The shingles vaccination prevents the varicella zoster virus (VZV), which is the same virus that causes chickenpox. Most people born in the United States who are older than 40 have had chickenpox caused by varicella zoster virus (VZV). After infection, VZV remains dormant in the sensory nerves and can reactivate later to cause shingles if the immune system is weakened.   


Risk of shingles is increased after age 50 years, in people with cancer and HIV, those who have undergone bone marrow or solid organ transplant, or who are taking immunosuppressive medications, including steroids. 

Complications of shingles include pain, infection of the eye, bacterial superinfection, and severe widespread infection. Shingles is a skin rash that commonly occurs with blisters. The risk of the disease increases with age; all adults 60 years or older are encouraged to get the vaccine.

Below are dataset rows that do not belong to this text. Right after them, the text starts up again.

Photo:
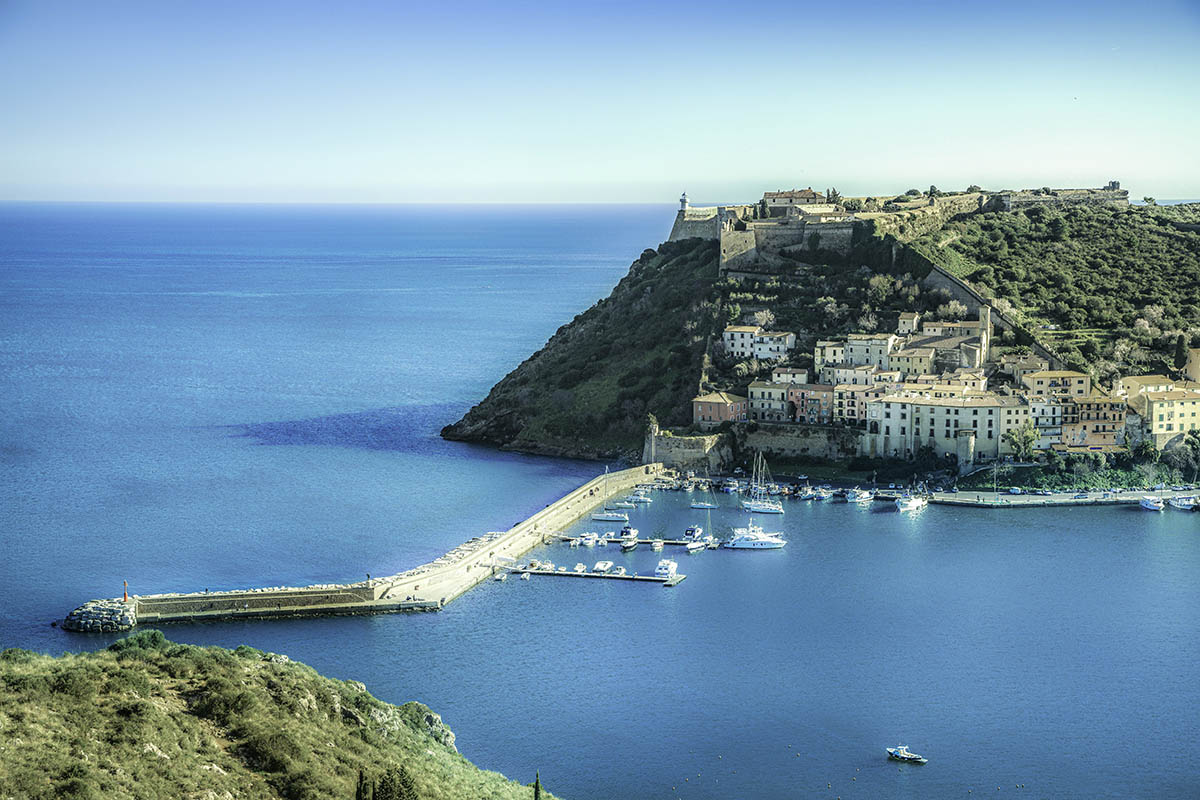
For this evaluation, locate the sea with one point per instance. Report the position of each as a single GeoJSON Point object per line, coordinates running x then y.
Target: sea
{"type": "Point", "coordinates": [229, 396]}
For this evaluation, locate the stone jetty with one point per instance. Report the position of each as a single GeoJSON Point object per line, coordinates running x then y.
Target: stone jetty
{"type": "Point", "coordinates": [424, 588]}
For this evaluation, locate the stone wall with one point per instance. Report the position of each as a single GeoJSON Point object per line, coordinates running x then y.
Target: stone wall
{"type": "Point", "coordinates": [795, 440]}
{"type": "Point", "coordinates": [712, 452]}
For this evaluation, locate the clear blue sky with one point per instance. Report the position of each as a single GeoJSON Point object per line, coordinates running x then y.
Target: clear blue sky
{"type": "Point", "coordinates": [615, 101]}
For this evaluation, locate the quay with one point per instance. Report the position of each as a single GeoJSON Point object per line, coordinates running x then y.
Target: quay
{"type": "Point", "coordinates": [673, 581]}
{"type": "Point", "coordinates": [429, 587]}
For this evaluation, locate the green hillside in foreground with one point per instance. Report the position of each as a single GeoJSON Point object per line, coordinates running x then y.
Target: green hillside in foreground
{"type": "Point", "coordinates": [156, 720]}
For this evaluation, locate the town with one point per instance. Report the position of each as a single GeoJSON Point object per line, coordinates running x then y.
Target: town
{"type": "Point", "coordinates": [934, 384]}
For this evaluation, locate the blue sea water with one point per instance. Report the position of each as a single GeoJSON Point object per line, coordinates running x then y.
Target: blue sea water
{"type": "Point", "coordinates": [228, 396]}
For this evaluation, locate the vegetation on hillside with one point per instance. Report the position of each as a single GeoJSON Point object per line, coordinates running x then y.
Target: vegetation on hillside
{"type": "Point", "coordinates": [639, 352]}
{"type": "Point", "coordinates": [1108, 288]}
{"type": "Point", "coordinates": [153, 719]}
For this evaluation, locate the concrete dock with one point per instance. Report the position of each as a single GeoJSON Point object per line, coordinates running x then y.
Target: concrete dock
{"type": "Point", "coordinates": [427, 587]}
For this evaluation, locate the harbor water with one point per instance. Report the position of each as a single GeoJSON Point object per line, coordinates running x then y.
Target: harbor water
{"type": "Point", "coordinates": [239, 396]}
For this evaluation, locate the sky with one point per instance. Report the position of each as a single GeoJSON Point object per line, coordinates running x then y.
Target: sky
{"type": "Point", "coordinates": [622, 101]}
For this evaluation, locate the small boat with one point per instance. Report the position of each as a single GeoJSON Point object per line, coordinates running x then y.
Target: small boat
{"type": "Point", "coordinates": [858, 495]}
{"type": "Point", "coordinates": [901, 753]}
{"type": "Point", "coordinates": [911, 503]}
{"type": "Point", "coordinates": [753, 537]}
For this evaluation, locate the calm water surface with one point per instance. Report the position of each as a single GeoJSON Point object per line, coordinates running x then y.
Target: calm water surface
{"type": "Point", "coordinates": [207, 396]}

Individuals who should NOT receive the vaccine include:

  • anyone who has had a severe allergic reaction to any of the ingredients in the shingles vaccine,
  • women who are pregnant, or
  • anyone with a severe immunodeficiency (HIV/AIDS, cancer affecting the bone marrow or lymphatic system, chemotherapy, radiation treatment, steroids and other treatments that affect the immune system). 

Specifically the "live" version of this vaccination should NOT be given to these individuals who are in these high risk health condition groups.

Shingles usually occurs in people 50 years and older, individuals with medical conditions or individuals with compromised immune systems. Shingles develops after someone has had the chickenpox, but it can be years before it appears.

Please speak with your health care provider to find out if you or your child could benefit from any vaccinations. 

 

References

1. Centers for Disease Control and Prevention. Vaccines. National Center for Immunization and Respiratory Diseases, 2013.